В ту ночь я не могла спать не только из-за перевозбуждения, но и потому, что боялась кошмаров, боялась того, что во сне явятся ко мне те образы и лица, которые хотелось забыть навсегда. Однако вопреки моим страхам, когда я перед самой зарей впала в дрему, образы, представшие перед моими глазами, были спокойными и безмятежными, они оказались из тех мест, которые мы вместе посещали и любили: мне снилась голубая гладь Средиземноморья, лагуна в Венеции со шпилями соборов в жемчужном утреннем тумане, так что, проснувшись, я почувствовала себя спокойной и отдохнувшей и некоторое время молча лежала в темноте рядом с Максимом, желая, чтобы ему передалось мое настроение.
И еще сон принес мне странное возбуждение и радость.

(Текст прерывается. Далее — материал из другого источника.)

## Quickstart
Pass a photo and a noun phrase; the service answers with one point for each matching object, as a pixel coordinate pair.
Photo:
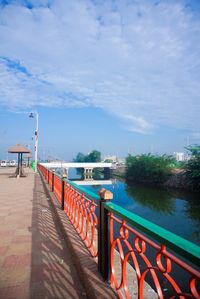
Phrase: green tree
(193, 167)
(93, 156)
(80, 157)
(149, 169)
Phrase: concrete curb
(87, 267)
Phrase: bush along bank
(149, 169)
(162, 171)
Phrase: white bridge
(93, 182)
(88, 166)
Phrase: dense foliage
(193, 167)
(149, 169)
(93, 156)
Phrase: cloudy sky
(119, 76)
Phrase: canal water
(178, 212)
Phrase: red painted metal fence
(130, 255)
(133, 250)
(81, 212)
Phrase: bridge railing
(132, 253)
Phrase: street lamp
(31, 115)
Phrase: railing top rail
(88, 193)
(179, 245)
(187, 249)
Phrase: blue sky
(117, 76)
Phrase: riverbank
(177, 180)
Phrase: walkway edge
(87, 267)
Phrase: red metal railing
(81, 212)
(58, 187)
(134, 250)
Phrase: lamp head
(31, 115)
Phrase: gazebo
(28, 156)
(20, 150)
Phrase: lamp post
(31, 115)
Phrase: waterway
(178, 212)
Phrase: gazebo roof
(18, 148)
(29, 155)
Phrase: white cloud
(137, 60)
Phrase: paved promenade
(34, 259)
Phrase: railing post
(52, 189)
(62, 194)
(104, 235)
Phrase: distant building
(112, 159)
(179, 156)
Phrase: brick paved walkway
(34, 259)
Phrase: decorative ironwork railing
(133, 253)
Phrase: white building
(179, 156)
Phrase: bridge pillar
(88, 170)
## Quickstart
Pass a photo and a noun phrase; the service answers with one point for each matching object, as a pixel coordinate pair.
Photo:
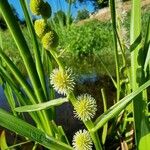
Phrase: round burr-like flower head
(85, 108)
(62, 81)
(46, 10)
(50, 40)
(41, 27)
(35, 6)
(82, 140)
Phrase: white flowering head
(41, 27)
(82, 140)
(50, 40)
(35, 6)
(85, 108)
(62, 80)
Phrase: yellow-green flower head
(82, 140)
(46, 10)
(62, 81)
(50, 40)
(41, 27)
(35, 6)
(85, 108)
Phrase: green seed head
(41, 28)
(46, 10)
(82, 140)
(62, 81)
(85, 108)
(50, 40)
(35, 6)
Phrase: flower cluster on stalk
(49, 37)
(62, 80)
(82, 140)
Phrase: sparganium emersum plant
(82, 140)
(36, 97)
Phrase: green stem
(22, 47)
(113, 16)
(38, 62)
(26, 56)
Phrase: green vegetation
(61, 49)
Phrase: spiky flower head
(85, 108)
(41, 27)
(62, 81)
(35, 6)
(82, 140)
(50, 40)
(46, 10)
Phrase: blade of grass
(113, 17)
(147, 60)
(104, 132)
(10, 98)
(138, 77)
(15, 30)
(118, 107)
(13, 26)
(3, 143)
(24, 129)
(41, 106)
(37, 57)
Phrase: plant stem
(38, 63)
(113, 16)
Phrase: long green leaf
(24, 129)
(18, 75)
(36, 50)
(3, 143)
(41, 106)
(118, 107)
(147, 60)
(20, 41)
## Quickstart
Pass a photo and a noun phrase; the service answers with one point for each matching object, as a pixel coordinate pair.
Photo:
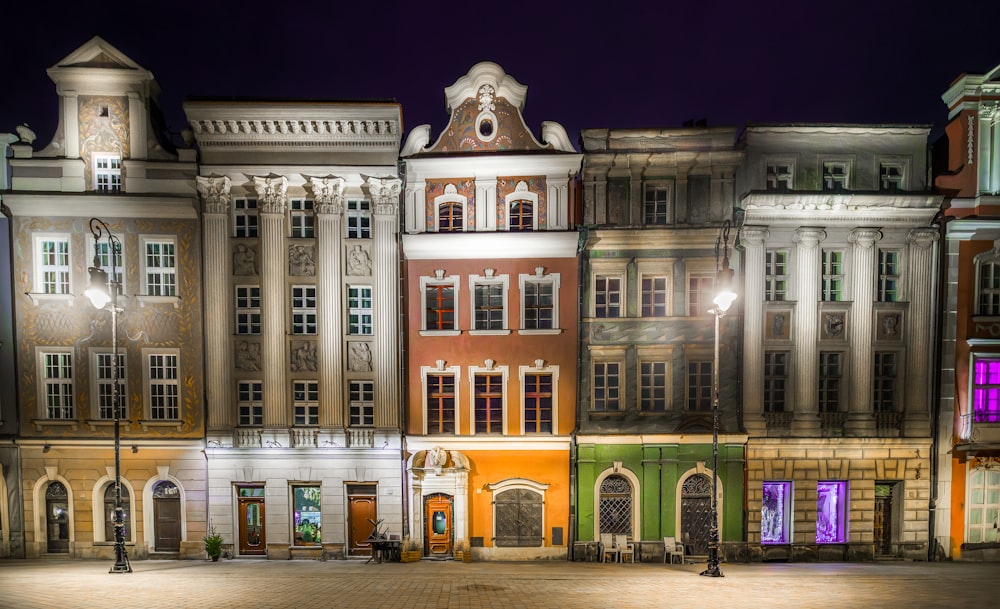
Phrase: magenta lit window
(776, 513)
(986, 391)
(831, 503)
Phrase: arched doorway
(57, 518)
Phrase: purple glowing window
(831, 501)
(986, 391)
(776, 513)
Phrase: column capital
(214, 191)
(271, 191)
(328, 193)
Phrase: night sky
(586, 64)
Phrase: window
(701, 290)
(300, 218)
(607, 387)
(775, 378)
(247, 309)
(607, 296)
(305, 402)
(654, 296)
(699, 379)
(103, 385)
(983, 505)
(830, 373)
(161, 269)
(831, 512)
(835, 175)
(57, 383)
(775, 275)
(833, 276)
(52, 269)
(244, 217)
(359, 219)
(303, 309)
(776, 512)
(250, 397)
(488, 394)
(888, 275)
(441, 399)
(107, 173)
(656, 206)
(359, 310)
(361, 403)
(989, 289)
(307, 515)
(986, 391)
(884, 383)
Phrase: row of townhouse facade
(486, 340)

Тогда мне было стыдно за это. Сейчас я отношусь к этому совершенно спокойно.
Беатрис умерла. Мне было искренне жаль ее. Я любила ее и думаю, она так же любила меня. Через какое-то время, я знала, я буду плакать и тосковать по ней, испытывать боль и душевные страдания. И наверняка стану свидетельницей мучений Максима - не только по причине смерти Беатрис, но и потому, что это пролог к переменам.
Мы должны вернуться. И, находясь в номере гостиницы на берегу озера, я разрешила себе тайком, с сознанием своей вины, отдаться удивительным, радостным предчувствиям, хотя и смешанным с ужасом, ибо я не могла представить себе, как там все обернется, а самое главное - как переживет все это Максим и какие муки причинит ему наше возвращение.
Утром стало ясно, что перенести все это Максиму будет очень тяжело, однако он сразу же прибегнул к старому проверенному способу, отключаясь от многих вещей, скрывая свои муки за бесстрастной маской, действуя и двигаясь, как автомат, - способу, которым он овладел давно. Он почти ничего не говорил, если не считать обыденных банальных фраз, и, молчаливый, бледный, самоуглубленный, стоял у окна либо на балконе и смотрел в сад.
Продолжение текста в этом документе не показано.